Instructions for Japanese-Americans during internment phasing. Photo courtesy of Wikipedia.
 
8:00am | The Board of Supervisors unanimously approved a motion in which Los Angeles County will recognize today as a Day of Remembrance for Japanese-Americans interned during World War II; the motion was approved this past Tuesday.
 
On February 19, 1942, President Franklin Roosevelt issued Executive Order 9066 incarcerating all 120,000 Japanese-Americans and legal residents following Imperial Japan’s attack on Pearl Harbor.

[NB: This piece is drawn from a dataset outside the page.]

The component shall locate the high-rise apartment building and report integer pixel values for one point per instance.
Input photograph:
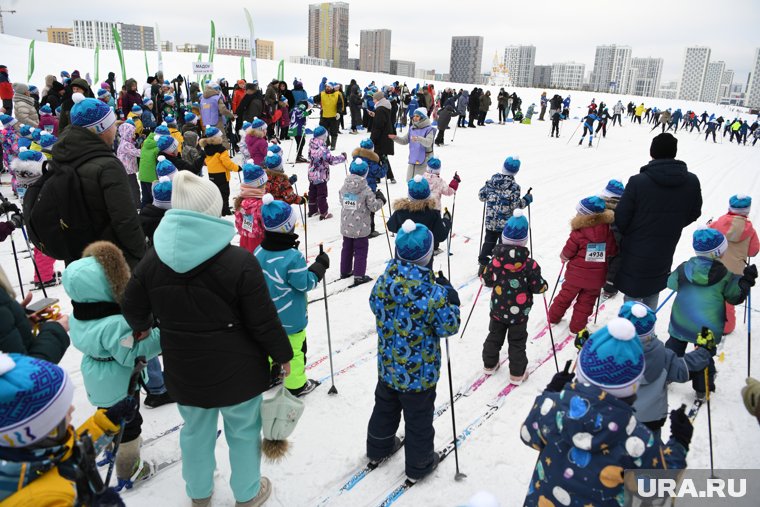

While the order also authorized the selective incarceration of some citizens of German and Italian descent, it forcibly relocated all citizens and legal residents of Japanese ancestry on the West Coast of the United States
 
In 1988, President Ronald Reagan signed legislation apologizing for President Roosevelt’s internment on behalf of the U.S. government, stating that the order was based on “race prejudice, war hysteria, and a failure of political leadership.”  More than $1.6 billion in reparations was dispersed to those who had been interned.
 
“Los Angeles County, home to one of the largest populations of Japanese-Americans in the nation, has benefited economically and culturally in the fields of business, agriculture, academia, medicine, government and the arts from the many contributions of the Japanese-American community,” said Supervisor Antonovich.